A fellow first-year grad student asked the excellent probing question: if Williams thought that this hyper-sharing of research data would lead to the demise of traditional scientific journals. The way it currently works is that you amass data from your research, write a paper on it, and publish it in a scientific journal. These journals are published both by non-profits such as the American Chemical Society or the Royal Society of Chemistry, or by private publishing companies such as Elsevier and Springer. You put in what you want, and thus have control over what information the readers see. The publisher also has influence over what the reader sees, or whether they will publish it at all, and of course, one must either pay a subscription for the journal or be affiliated with an institution that pays for it. Even though the papers are available online, commenting is not allowed (although if you read any YouTube video’s comments, this may not be a bad thing). Williams did not really give a straight answer to the student’s question; he seemed to harbor some resentment towards the publishing companies and may wish that this demise would happen, but I will digress no further.
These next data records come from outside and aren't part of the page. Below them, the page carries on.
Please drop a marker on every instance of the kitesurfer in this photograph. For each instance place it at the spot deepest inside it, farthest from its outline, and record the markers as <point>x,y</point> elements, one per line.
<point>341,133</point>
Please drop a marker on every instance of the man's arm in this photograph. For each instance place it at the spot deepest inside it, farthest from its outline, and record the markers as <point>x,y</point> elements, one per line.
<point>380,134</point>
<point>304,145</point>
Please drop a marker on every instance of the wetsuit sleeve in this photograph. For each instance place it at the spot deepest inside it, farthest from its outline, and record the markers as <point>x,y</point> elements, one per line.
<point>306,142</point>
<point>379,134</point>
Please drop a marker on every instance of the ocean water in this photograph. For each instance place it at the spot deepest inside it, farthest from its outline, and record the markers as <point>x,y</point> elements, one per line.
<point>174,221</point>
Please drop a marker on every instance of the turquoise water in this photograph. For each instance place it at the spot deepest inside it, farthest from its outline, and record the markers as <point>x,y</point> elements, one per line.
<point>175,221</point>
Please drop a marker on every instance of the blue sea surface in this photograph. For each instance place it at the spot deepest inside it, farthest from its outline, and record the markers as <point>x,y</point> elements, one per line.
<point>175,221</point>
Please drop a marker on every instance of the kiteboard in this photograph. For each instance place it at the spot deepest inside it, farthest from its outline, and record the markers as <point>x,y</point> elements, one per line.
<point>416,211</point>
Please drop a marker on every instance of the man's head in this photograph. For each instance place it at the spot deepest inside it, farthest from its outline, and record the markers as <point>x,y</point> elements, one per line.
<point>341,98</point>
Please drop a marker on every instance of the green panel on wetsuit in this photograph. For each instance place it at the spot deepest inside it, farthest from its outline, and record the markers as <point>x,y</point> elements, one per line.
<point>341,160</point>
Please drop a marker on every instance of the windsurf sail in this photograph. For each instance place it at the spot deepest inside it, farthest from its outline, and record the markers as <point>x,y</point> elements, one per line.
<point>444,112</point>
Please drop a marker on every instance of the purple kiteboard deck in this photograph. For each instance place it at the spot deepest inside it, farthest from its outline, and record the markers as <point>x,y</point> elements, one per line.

But this raises a key question for me, as a young scientist in this day and age. It is considered socially acceptable for me to broadcast to the entire world that I am sitting in a bar in Raleigh, North Carolina drinking a Ballast Point Sculpin IPA, for example. Is it professionally, or ethically acceptable of me to broadcast to the entire world my group’s proposed synthesis, or the data we have worked hard to obtain? According to Williams, I can receive suggestions on Twitter within a few minutes if the proposed synthesis is genius or bogus. And the NMR spectrum I obtain, while maybe worthless to me, might benefit someone else. But it could also compromise our group’s position. Unlike traditional journals, I have no control over who receives it, so I have to assume someone with nefarious intentions will. Some group in China, India, or worse, Chapel Hill may substitute my data for a failed experiment of their own, and publish first. This would not be fair to myself, my group members, or my professor.
However, it is also true that the group somewhere else may take valuable information, learn from my mistake, and develop some wonderful molecule that solves all of the world’s problems. Clearly, this is a complex issue, and being completely to one side or the other is inappropriate. While we need to be cautious, we should not let paranoia get completely in the way of scientific collaboration. We must ensure that whatever information we share and how we share it will foster a symbiotic relationship between scientists, not a parasitic one. If we are to broadcast info to theoretically everyone, it should be info that would not undermine our group’s competitiveness. Post an NMR spectrum whose structure we cannot solve and solicit suggestions, but do not give details about how we made the compound or what we are working on. Save more sensitive info for more trusted colleagues. Just like how I might share what beer I am drinking, but not the number on the credit card used to purchase it.